From 5699ee901a758197a144b3165a6534975b2c3440 Mon Sep 17 00:00:00 2001
From: hagen1778 <roman@victoriametrics.com>
Date: Wed, 28 Aug 2024 12:59:48 +0200
Subject: [PATCH] docs: update dedup docs for cluster

* remove repeating sentences
* clarify why identical dedup config is important

Signed-off-by: hagen1778 <roman@victoriametrics.com>
(cherry picked from commit d9982520a8d9ea78bb4be4c8fafa3bb0cff965d0)
---
 docs/Cluster-VictoriaMetrics.md | 10 +++++++---
 1 file changed, 7 insertions(+), 3 deletions(-)

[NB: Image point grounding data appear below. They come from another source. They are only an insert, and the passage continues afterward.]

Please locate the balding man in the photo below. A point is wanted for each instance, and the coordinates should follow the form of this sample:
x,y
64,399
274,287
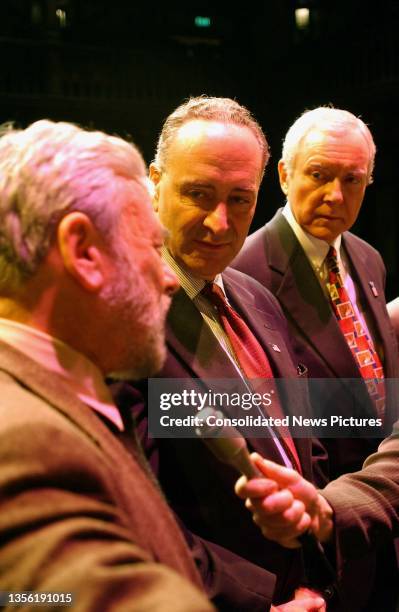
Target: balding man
x,y
207,171
330,284
82,519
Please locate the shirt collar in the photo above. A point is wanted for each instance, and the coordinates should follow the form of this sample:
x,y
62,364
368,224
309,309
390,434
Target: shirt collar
x,y
81,374
192,285
315,249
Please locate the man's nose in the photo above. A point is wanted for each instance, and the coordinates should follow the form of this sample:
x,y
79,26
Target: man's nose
x,y
170,279
217,219
334,191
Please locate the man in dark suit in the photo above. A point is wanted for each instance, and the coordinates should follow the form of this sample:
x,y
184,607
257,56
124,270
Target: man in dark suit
x,y
209,164
326,165
357,514
82,518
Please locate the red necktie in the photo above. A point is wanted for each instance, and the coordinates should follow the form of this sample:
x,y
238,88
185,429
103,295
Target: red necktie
x,y
363,351
250,356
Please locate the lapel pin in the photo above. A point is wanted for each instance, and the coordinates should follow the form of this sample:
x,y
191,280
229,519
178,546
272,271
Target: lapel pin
x,y
373,289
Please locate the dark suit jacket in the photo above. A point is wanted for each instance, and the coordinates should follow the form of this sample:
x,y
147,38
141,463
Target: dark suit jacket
x,y
274,257
77,512
199,487
366,517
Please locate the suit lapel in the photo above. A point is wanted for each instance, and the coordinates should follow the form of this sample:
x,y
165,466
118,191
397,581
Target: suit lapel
x,y
375,304
55,391
302,297
192,340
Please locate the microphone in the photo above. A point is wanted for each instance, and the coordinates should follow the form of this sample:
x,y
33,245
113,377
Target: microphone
x,y
230,447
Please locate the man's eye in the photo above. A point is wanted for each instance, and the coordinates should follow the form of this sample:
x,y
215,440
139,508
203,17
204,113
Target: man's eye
x,y
197,194
316,174
242,201
353,180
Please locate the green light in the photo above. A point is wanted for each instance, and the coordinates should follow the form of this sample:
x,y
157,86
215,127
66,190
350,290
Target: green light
x,y
202,22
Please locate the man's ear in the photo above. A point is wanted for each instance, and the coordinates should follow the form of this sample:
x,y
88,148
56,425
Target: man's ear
x,y
283,175
82,250
155,176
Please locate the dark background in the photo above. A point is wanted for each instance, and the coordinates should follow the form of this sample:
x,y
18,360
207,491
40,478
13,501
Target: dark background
x,y
124,66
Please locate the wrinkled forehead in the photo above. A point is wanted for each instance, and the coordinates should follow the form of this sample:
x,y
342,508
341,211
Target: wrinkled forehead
x,y
335,141
138,207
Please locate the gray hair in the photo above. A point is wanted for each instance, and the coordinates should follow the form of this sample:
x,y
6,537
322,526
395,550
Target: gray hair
x,y
50,169
324,118
223,110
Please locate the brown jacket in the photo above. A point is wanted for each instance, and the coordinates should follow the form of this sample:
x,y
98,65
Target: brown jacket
x,y
78,513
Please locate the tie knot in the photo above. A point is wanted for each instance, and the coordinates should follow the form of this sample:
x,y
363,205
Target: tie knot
x,y
332,260
214,293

diff --git a/docs/Cluster-VictoriaMetrics.md b/docs/Cluster-VictoriaMetrics.md
index e2c60c06b3..3dd66bfdb2 100644
--- a/docs/Cluster-VictoriaMetrics.md
+++ b/docs/Cluster-VictoriaMetrics.md
@@ -877,13 +877,17 @@ HDD-based persistent disks should be enough for the majority of use cases. It is
 
 ## Deduplication
 
-Cluster version of VictoriaMetrics supports data deduplication in the same way as single-node version do. See [these docs](https://docs.victoriametrics.com/#deduplication) for details. The only difference is that the same `-dedup.minScrapeInterval` command-line flag value must be passed to both `vmselect` and `vmstorage` nodes because of the following aspects:
+Cluster version of VictoriaMetrics supports data deduplication in the same way as single-node version do. 
+See [these docs](https://docs.victoriametrics.com/#deduplication) for details. The only difference is that 
+deduplication can't be guaranteed when samples and sample duplicates for the same time series end up on different 
+`vmstorage` nodes. This could happen in the following scenarios:
 
-By default, `vminsert` tries to route all the samples for a single time series to a single `vmstorage` node. But samples for a single time series can be spread among multiple `vmstorage` nodes under certain conditions:
-* when adding/removing `vmstorage` nodes. Then new samples for a part of time series will be routed to another `vmstorage` nodes;
+* when adding/removing `vmstorage` nodes a new samples for time series will be re-routed to another `vmstorage` nodes;
 * when `vmstorage` nodes are temporarily unavailable (for instance, during their restart). Then new samples are re-routed to the remaining available `vmstorage` nodes;
 * when `vmstorage` node has no enough capacity for processing incoming data stream. Then `vminsert` re-routes new samples to other `vmstorage` nodes.
 
+It is recommended to set **the same** `-dedup.minScrapeInterval` command-line flag value to both `vmselect` and `vmstorage` nodes
+to ensure query results consistency, even if storage layer didn't complete deduplication yet.
 
 ## Backups